- Episode no.: Season 7 Episode 6
- Directed by: Michael Offer
- Written by: Anya Leta; Ron Nyswaner;
- Production code: 7WAH06
- Original air date: March 18, 2018
- Running time: 57 minutes

Guest appearances
- James D'Arcy as Thomas Anson; Dylan Baker as Senator Sam Paley; Mark Ivanir as Ivan Krupin; Costa Ronin as Yevgeny Gromov; Sandrine Holt as Simone Martin; Ellen Adair as Janet Bayne; Catherine Curtin as Sandy Langmore; Peter Vack as Clint Prower; William Popp as Stein; Courtney Grosbeck as Josie Mathison-Dunn; Jennifer Ferrin as Charlotte; Clé Bennett as Doxie Marquis; Ari Fliakos as Carter Bennet;

Episode chronology
| ← Previous "Active Measures" | Next → "Andante" |
- Homeland season 7

= Species Jump =

"Species Jump" is the sixth episode of the seventh season of the American television drama series Homeland, and the 78th episode overall. It premiered on Showtime on March 18, 2018.

== Plot ==
Simone Martin (Sandrine Holt) is served a subpoena to testify in front of Senator Paley's (Dylan Baker) subcommittee. At a proffer session, she is shown evidence of her cash transactions, which was presented to Paley by Dante (Morgan Spector). Martin requests immunity in exchange for naming the person who ordered her to drop off the cash. When it becomes clear that Martin is going to implicate Wellington (Linus Roache), Carrie (Claire Danes) wants to disrupt the proceedings as she believes Wellington to be innocent based on her surveillance. Dante is able to dissuade her. Not knowing how to proceed, Carrie explains the situation to Saul (Mandy Patinkin). As they recount the chain of events, Saul helps Carrie realize that Dante was the originator of the lead on Simone Martin, and that Dante might have been setting Carrie up from the beginning to bring down Wellington.
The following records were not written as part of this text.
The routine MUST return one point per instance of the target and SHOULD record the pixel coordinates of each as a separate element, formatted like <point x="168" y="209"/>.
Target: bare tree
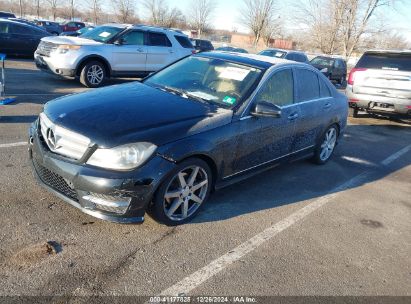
<point x="53" y="7"/>
<point x="95" y="6"/>
<point x="257" y="15"/>
<point x="161" y="14"/>
<point x="200" y="13"/>
<point x="125" y="9"/>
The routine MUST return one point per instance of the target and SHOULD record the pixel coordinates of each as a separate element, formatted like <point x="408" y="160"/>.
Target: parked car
<point x="231" y="49"/>
<point x="19" y="39"/>
<point x="285" y="54"/>
<point x="200" y="124"/>
<point x="202" y="45"/>
<point x="7" y="15"/>
<point x="380" y="83"/>
<point x="52" y="27"/>
<point x="78" y="32"/>
<point x="112" y="50"/>
<point x="71" y="26"/>
<point x="333" y="68"/>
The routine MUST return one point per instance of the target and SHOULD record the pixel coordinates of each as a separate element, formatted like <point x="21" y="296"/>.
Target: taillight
<point x="351" y="76"/>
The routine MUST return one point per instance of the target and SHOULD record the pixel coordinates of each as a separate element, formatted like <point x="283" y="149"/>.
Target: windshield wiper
<point x="184" y="94"/>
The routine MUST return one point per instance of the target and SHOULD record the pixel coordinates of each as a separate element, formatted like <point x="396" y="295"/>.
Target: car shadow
<point x="301" y="181"/>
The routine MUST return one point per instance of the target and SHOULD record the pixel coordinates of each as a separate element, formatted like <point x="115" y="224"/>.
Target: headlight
<point x="124" y="157"/>
<point x="64" y="48"/>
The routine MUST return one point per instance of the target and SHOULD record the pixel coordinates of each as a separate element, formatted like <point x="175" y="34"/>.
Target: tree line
<point x="328" y="26"/>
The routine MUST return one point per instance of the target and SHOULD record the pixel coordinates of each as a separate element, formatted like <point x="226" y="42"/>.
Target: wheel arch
<point x="93" y="57"/>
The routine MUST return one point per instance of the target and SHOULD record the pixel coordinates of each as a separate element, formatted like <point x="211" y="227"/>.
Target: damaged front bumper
<point x="120" y="197"/>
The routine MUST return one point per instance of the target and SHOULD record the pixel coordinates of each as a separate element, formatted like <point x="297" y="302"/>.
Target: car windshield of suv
<point x="102" y="33"/>
<point x="322" y="61"/>
<point x="273" y="53"/>
<point x="207" y="80"/>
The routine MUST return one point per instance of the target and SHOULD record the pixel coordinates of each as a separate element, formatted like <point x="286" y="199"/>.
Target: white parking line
<point x="17" y="144"/>
<point x="197" y="278"/>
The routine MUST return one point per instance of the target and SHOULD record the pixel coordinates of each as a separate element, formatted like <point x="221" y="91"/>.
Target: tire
<point x="93" y="74"/>
<point x="170" y="211"/>
<point x="326" y="145"/>
<point x="353" y="112"/>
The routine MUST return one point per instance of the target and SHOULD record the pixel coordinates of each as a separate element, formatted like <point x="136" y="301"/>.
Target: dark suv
<point x="202" y="45"/>
<point x="334" y="69"/>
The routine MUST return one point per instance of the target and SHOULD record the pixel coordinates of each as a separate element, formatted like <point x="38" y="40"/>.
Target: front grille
<point x="55" y="181"/>
<point x="45" y="48"/>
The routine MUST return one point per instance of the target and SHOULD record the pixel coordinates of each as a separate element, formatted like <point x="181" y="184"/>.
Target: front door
<point x="130" y="56"/>
<point x="268" y="139"/>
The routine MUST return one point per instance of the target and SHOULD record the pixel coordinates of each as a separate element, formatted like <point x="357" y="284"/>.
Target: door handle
<point x="293" y="116"/>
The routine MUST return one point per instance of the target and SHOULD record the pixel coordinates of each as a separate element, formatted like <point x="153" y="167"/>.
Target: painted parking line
<point x="194" y="280"/>
<point x="17" y="144"/>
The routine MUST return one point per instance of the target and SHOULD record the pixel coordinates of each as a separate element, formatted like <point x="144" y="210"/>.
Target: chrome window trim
<point x="269" y="161"/>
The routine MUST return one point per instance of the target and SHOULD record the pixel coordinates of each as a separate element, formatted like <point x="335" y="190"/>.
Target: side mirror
<point x="266" y="109"/>
<point x="119" y="41"/>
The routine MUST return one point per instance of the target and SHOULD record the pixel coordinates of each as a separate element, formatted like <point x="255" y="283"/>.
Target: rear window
<point x="184" y="42"/>
<point x="394" y="62"/>
<point x="158" y="39"/>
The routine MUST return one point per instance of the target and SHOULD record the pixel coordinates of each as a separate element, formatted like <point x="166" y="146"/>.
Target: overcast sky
<point x="227" y="14"/>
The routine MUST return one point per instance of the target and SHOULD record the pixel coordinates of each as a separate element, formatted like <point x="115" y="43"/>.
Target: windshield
<point x="102" y="33"/>
<point x="273" y="53"/>
<point x="322" y="61"/>
<point x="207" y="79"/>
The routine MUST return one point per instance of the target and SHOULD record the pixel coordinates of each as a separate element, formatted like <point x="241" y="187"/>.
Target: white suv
<point x="112" y="50"/>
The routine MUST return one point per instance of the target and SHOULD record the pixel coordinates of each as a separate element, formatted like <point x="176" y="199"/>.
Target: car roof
<point x="260" y="61"/>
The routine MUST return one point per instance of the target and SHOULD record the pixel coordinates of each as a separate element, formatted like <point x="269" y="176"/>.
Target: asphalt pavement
<point x="342" y="229"/>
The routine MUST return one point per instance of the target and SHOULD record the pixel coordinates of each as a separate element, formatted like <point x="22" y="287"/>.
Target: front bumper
<point x="75" y="182"/>
<point x="45" y="64"/>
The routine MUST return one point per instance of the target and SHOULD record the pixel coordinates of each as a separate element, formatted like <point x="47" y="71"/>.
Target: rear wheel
<point x="181" y="195"/>
<point x="93" y="74"/>
<point x="326" y="147"/>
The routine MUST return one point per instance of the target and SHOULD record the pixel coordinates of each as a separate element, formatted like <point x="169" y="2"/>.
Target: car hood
<point x="70" y="40"/>
<point x="134" y="112"/>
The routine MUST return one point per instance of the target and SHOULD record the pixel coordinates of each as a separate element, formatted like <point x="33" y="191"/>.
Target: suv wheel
<point x="326" y="146"/>
<point x="182" y="193"/>
<point x="93" y="74"/>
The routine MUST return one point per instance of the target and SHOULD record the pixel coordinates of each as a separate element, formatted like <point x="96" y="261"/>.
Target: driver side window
<point x="279" y="89"/>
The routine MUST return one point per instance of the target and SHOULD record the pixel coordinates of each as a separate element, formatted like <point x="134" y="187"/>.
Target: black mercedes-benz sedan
<point x="163" y="144"/>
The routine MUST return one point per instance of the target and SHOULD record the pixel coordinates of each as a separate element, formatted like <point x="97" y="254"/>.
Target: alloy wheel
<point x="95" y="74"/>
<point x="328" y="144"/>
<point x="185" y="193"/>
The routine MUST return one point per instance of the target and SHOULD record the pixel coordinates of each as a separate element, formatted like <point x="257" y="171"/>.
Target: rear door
<point x="384" y="75"/>
<point x="313" y="108"/>
<point x="131" y="55"/>
<point x="160" y="51"/>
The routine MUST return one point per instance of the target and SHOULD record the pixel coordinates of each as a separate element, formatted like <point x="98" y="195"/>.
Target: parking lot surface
<point x="339" y="229"/>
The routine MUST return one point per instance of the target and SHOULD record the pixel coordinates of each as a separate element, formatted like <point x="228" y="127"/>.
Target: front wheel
<point x="326" y="147"/>
<point x="182" y="193"/>
<point x="93" y="74"/>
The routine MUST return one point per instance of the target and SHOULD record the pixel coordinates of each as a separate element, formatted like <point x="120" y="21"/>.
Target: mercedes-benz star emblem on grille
<point x="51" y="139"/>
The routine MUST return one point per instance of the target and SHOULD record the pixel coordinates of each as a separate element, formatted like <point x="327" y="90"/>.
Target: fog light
<point x="114" y="204"/>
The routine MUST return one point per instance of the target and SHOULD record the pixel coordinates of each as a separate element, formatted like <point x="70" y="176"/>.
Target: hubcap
<point x="185" y="193"/>
<point x="95" y="74"/>
<point x="328" y="145"/>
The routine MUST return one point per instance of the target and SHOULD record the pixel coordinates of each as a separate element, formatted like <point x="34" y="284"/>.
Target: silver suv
<point x="112" y="50"/>
<point x="381" y="83"/>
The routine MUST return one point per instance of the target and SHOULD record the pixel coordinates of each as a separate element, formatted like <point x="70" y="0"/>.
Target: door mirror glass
<point x="266" y="109"/>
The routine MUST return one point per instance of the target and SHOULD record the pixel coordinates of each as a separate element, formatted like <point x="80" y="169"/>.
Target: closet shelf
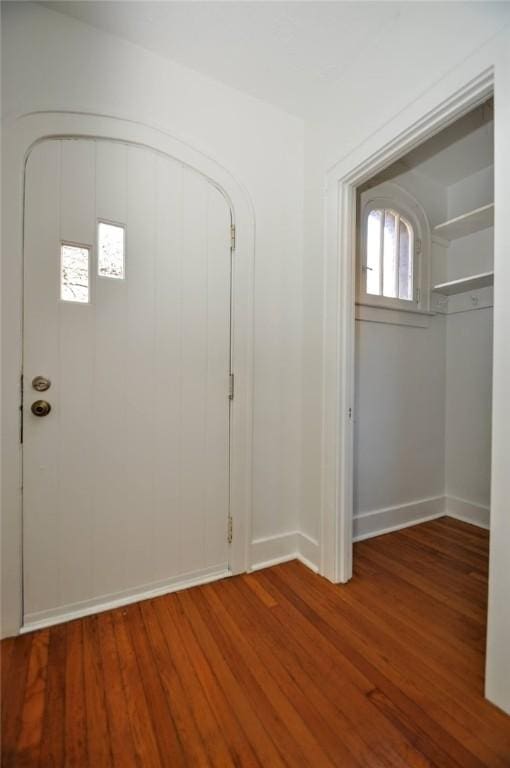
<point x="471" y="283"/>
<point x="473" y="221"/>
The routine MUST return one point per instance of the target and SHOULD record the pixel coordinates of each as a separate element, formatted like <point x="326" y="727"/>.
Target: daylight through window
<point x="389" y="257"/>
<point x="110" y="247"/>
<point x="74" y="273"/>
Saul recruits ex-CIA Russia expert Sandy (Catherine Curtin) and tech guru Clint (Peter Vack) to begin investigating Russia's possible disinformation campaign. When a video of Wellington confronting Simone Martin goes viral, Clint deduces that the video originally came from a network of automated social media accounts —the same ones that disseminated the fake story about the supposed death of J.J. Elkins.

Ivan Krupin (Mark Ivanir) requests a meeting with Yevgeny Gromov (Costa Ronin) where he orders Yevgeny to cease operations that have led to the deaths of American citizens on U.S. soil, a violation of their protocol. Yevgeny dismisses Ivan's concerns as those of an outdated regime. Shortly afterwards, Ivan is drowned by Yevgeny's henchmen. Saul finds his necklace at the scene after receiving Ivan's distress signal.
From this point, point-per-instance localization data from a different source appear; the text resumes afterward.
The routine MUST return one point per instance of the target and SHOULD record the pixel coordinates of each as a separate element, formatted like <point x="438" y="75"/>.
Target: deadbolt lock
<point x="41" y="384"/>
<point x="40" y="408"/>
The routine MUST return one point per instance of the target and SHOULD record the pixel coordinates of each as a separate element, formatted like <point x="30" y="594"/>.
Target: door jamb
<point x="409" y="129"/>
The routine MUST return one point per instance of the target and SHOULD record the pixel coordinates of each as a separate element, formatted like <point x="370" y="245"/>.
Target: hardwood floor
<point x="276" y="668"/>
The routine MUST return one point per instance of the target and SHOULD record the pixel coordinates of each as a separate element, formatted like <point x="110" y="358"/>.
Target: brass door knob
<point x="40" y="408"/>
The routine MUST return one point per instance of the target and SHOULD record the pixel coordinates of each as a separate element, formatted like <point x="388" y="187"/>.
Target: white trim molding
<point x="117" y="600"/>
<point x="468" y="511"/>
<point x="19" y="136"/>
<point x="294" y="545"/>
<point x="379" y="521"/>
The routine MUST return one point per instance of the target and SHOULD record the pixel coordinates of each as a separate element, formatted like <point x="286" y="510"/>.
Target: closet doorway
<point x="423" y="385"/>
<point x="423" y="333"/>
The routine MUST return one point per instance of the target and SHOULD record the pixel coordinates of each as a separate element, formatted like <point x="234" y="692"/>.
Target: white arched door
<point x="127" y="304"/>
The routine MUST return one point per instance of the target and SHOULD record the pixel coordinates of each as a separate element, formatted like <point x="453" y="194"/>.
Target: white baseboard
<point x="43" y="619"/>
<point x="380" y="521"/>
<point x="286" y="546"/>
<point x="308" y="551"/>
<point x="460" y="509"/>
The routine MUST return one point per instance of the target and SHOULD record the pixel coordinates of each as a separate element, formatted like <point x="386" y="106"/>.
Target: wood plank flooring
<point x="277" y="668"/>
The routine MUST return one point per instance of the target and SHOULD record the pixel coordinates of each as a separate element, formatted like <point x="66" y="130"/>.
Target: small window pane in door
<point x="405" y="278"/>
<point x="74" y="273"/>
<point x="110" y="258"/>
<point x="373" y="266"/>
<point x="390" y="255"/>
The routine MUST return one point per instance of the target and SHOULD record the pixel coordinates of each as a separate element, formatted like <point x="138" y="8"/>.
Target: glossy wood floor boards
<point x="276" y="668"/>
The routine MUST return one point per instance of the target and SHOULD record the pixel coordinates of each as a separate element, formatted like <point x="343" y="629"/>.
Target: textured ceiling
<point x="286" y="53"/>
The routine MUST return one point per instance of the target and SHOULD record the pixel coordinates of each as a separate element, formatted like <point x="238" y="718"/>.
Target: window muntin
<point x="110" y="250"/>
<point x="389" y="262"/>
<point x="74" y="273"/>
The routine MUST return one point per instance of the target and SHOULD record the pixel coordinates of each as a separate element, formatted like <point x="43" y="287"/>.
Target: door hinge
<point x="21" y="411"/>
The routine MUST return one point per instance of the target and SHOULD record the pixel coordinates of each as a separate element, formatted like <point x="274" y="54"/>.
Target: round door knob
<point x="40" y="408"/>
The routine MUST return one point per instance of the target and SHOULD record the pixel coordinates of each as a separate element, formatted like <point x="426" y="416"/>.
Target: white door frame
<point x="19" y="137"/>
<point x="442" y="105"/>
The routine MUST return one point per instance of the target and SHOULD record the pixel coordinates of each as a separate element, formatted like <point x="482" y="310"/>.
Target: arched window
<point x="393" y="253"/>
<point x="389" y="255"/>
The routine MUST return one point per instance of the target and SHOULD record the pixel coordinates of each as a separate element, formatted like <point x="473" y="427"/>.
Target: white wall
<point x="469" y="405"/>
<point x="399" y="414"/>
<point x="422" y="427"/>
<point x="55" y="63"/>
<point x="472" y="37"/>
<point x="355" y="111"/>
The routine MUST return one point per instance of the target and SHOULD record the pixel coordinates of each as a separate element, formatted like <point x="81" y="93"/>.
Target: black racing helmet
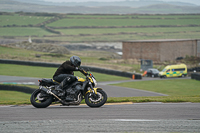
<point x="76" y="61"/>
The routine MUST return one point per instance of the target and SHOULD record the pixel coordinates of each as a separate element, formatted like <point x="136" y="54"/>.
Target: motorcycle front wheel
<point x="40" y="99"/>
<point x="96" y="100"/>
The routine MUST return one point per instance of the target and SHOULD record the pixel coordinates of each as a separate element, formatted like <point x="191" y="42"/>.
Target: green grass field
<point x="46" y="72"/>
<point x="121" y="22"/>
<point x="179" y="90"/>
<point x="185" y="26"/>
<point x="18" y="19"/>
<point x="24" y="31"/>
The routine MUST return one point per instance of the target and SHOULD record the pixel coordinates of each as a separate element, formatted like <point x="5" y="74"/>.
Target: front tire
<point x="40" y="102"/>
<point x="96" y="101"/>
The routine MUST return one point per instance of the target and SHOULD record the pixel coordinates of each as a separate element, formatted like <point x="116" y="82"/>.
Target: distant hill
<point x="90" y="3"/>
<point x="130" y="7"/>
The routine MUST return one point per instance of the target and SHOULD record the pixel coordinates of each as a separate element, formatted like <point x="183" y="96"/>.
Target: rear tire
<point x="38" y="102"/>
<point x="98" y="101"/>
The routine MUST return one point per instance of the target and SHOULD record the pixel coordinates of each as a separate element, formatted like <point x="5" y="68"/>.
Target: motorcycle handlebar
<point x="83" y="71"/>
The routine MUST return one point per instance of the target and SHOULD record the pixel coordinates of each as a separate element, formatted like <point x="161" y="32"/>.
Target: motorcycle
<point x="78" y="90"/>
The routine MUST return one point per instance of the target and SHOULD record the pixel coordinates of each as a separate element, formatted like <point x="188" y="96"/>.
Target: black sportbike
<point x="78" y="90"/>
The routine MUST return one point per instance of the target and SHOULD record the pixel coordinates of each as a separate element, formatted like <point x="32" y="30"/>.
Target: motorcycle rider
<point x="65" y="75"/>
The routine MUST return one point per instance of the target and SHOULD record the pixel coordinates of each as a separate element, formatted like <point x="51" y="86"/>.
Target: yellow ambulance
<point x="174" y="71"/>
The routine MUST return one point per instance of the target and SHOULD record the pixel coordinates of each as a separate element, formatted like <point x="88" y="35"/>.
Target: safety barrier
<point x="16" y="88"/>
<point x="195" y="76"/>
<point x="93" y="69"/>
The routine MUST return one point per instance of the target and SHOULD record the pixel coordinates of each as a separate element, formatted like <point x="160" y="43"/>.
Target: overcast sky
<point x="197" y="2"/>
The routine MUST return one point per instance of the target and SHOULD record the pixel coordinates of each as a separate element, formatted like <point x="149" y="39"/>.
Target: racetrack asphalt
<point x="112" y="91"/>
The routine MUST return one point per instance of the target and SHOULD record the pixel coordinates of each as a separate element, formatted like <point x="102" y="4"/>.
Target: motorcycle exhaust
<point x="49" y="92"/>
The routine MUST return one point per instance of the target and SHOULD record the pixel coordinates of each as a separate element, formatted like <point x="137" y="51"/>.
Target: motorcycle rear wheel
<point x="42" y="102"/>
<point x="97" y="101"/>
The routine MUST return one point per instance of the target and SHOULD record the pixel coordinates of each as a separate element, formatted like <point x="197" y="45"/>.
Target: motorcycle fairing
<point x="95" y="90"/>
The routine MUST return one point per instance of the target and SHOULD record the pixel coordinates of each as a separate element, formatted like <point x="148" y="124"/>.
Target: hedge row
<point x="94" y="69"/>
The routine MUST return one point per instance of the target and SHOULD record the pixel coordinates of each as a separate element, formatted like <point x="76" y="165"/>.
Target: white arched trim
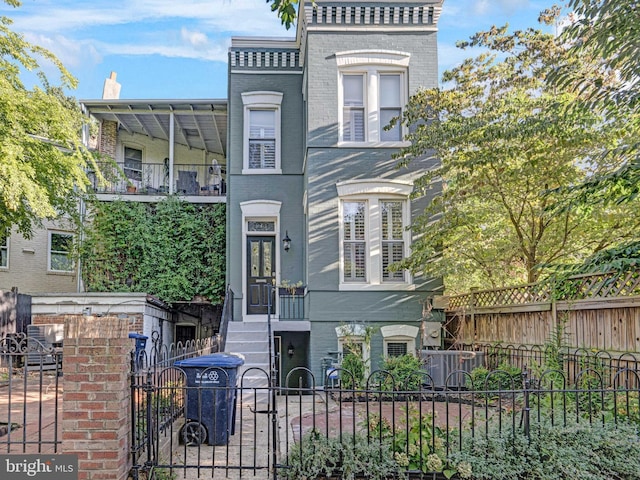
<point x="372" y="57"/>
<point x="374" y="186"/>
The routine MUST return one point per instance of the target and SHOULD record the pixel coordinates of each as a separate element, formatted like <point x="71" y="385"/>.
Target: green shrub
<point x="316" y="455"/>
<point x="505" y="377"/>
<point x="406" y="373"/>
<point x="582" y="451"/>
<point x="353" y="371"/>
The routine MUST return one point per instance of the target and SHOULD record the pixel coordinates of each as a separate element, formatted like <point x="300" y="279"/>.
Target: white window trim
<point x="261" y="101"/>
<point x="400" y="334"/>
<point x="263" y="211"/>
<point x="134" y="146"/>
<point x="371" y="64"/>
<point x="7" y="247"/>
<point x="49" y="245"/>
<point x="356" y="334"/>
<point x="372" y="192"/>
Carrie organizes a celebration at a local bar, inviting Max (Maury Sterling), Dante, Anson (James D'Arcy), Stein (William Popp), Doxie (Clé Bennett), and Bennet (Ari Fliakos). Carrie seduces Dante and they go back to his apartment. As they kiss, Dante falls unconscious, having been drugged by Carrie. The rest of Carrie's team enters the apartment to search and take photos.

== Production ==
The episode was directed by Michael Offer and co-written by Anya Leta and executive producer Ron Nyswaner.

== Reception ==
=== Reviews ===
The episode received an approval rating of 100% on the review aggregator Rotten Tomatoes based on 10 reviews. The website's critical consensus is, "'Species Jump' doesn't disappoint when it comes to the long-awaited reunion of Carrie and Saul as the season's disparate threads come together to form a tantalizing central conflict."
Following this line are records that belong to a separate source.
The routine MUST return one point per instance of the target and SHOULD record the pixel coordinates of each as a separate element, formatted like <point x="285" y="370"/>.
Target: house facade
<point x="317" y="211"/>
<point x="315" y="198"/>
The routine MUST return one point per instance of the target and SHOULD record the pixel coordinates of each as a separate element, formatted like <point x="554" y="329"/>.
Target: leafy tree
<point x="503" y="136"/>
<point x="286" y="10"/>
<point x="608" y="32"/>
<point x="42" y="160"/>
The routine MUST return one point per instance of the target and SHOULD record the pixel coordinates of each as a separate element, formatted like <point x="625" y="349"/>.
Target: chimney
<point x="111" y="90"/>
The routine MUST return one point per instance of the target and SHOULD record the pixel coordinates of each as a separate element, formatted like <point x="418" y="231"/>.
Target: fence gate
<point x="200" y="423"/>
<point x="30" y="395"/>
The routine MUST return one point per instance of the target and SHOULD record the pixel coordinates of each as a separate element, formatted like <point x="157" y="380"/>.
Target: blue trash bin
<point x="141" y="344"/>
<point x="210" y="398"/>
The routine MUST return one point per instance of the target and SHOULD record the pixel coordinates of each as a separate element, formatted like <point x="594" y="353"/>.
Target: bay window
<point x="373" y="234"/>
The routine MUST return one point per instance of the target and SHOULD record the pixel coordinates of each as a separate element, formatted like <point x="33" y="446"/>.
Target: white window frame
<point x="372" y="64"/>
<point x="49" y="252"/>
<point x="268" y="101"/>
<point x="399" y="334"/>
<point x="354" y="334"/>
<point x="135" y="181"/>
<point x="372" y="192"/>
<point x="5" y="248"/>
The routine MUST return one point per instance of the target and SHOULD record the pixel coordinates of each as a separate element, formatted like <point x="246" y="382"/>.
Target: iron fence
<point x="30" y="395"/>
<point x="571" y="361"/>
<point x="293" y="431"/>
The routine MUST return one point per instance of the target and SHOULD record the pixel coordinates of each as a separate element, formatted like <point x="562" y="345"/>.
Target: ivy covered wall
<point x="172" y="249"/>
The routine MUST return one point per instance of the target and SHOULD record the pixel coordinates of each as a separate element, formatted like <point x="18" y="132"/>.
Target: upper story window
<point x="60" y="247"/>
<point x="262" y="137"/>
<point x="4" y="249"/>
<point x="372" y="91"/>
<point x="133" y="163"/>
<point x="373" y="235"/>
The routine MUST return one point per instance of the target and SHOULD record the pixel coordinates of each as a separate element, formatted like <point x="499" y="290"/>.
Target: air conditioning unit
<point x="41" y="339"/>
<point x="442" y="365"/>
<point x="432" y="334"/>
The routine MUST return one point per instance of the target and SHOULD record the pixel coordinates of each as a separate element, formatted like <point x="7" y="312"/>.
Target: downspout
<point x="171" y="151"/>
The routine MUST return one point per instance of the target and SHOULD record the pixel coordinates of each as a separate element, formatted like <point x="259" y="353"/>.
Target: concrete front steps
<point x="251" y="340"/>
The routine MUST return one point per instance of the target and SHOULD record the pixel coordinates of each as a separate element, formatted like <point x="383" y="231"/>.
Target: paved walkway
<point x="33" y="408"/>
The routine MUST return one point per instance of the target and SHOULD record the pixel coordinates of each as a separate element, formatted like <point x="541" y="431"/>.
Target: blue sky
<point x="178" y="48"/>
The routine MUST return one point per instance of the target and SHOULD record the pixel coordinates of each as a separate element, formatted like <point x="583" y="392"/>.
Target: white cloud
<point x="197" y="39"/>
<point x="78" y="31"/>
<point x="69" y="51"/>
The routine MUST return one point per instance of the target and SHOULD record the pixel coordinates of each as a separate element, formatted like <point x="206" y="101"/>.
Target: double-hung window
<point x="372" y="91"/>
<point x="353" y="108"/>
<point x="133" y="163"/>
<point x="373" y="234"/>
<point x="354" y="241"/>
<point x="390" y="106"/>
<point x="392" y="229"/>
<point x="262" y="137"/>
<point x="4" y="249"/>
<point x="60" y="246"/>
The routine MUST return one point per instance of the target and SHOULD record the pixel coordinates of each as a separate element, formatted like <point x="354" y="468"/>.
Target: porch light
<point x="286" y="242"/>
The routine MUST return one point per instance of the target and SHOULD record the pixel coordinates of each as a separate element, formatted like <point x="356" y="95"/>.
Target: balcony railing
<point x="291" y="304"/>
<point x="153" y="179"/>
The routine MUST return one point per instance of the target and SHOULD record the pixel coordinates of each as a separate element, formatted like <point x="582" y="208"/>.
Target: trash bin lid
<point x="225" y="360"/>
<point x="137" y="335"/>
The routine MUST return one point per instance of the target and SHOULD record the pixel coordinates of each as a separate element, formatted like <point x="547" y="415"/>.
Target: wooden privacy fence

New York Magazines Brian Tallerico had very high praise for the episode, rating it 5 out of 5 stars, and calling it "one of its best episodes in years". Tallerico credited "the tight writing and direction" and continued "it’s an episode that plays with what we know about these characters — Carrie’s recklessness and Saul’s brilliance — and reminds us just how ambitious this season has been overall". Scott Von Doviak of The A.V. Club gave the episode a "B+" grade, and commented on the Saul/Carrie scene "their scene this week is critical in that it re-centers Carrie in the narrative with the big reveal about Dante".

=== Ratings ===
The original broadcast was watched by 1.25 million viewers.